E, mais uma vez, o tempo se desprendeu
das medições precisas, definido apenas pelo fluxo de emoções da multidão e da
Colombina de olhos esverdeados. A noite já caía e a orquestra não dava o mínimo
sinal de cansaço. Ele dançava, a Colombina com os braços ao redor do seu
pescoço numa intimidade tão grande que se desfaria a qualquer momento.
Assim como veio, acabou.
Ele se descuidou por um minuto apenas,
no meio da madrugada, e quando deu por si, a Colombina já ia-se embora no meio
da multidão. Ele só pôde vislumbrar os enfeites do cabelo dela, cada vez mais
distantes, e um último olhar, fugaz como o primeiro – uma faísca verde nos
borrões coloridos das fantasias.
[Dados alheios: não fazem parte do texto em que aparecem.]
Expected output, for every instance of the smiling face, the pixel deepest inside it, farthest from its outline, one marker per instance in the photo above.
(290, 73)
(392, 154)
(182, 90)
Com um aceno, ela sumiu.
Vê,
multidão colorida a gritar, lará
Vê,
turbilhão dessa vida passar,
Vê
os delírios dos gritos de amor
Nessa
orgia de som e de dor...
Ele entendeu o porquê de chamarem
aquele dia de quarta-feira ingrata
quando caminhou pela praça vazia, dias depois, com apenas vestígios da folia
que a havia tomado por dias e dias ininterruptos. Havia vindo ali pelos quatro
dias, esperando encontrar novamente a pequena Colombina, e ainda mais aquela
vez, a última, quando a folia já havia dado lugar ao retorno à vida real.
Talvez fosse melhor assim, ele pensou.
Talvez fosse melhor não encontrá-la na quarta-feira de cinzas, em que ela já
não seria mais a Colombina e ele não passaria de um estranho naquela terra que
ele admirava, respeitava, mas da qual não fazia parte.
Talvez fosse melhor, mesmo.
Mas ele não pôde deixar de pensar,
enquanto via a cidade encolher, da janela do avião que o levava de volta à sua
selva de pedra, que aquele havia sido o melhor Carnaval de sua vida.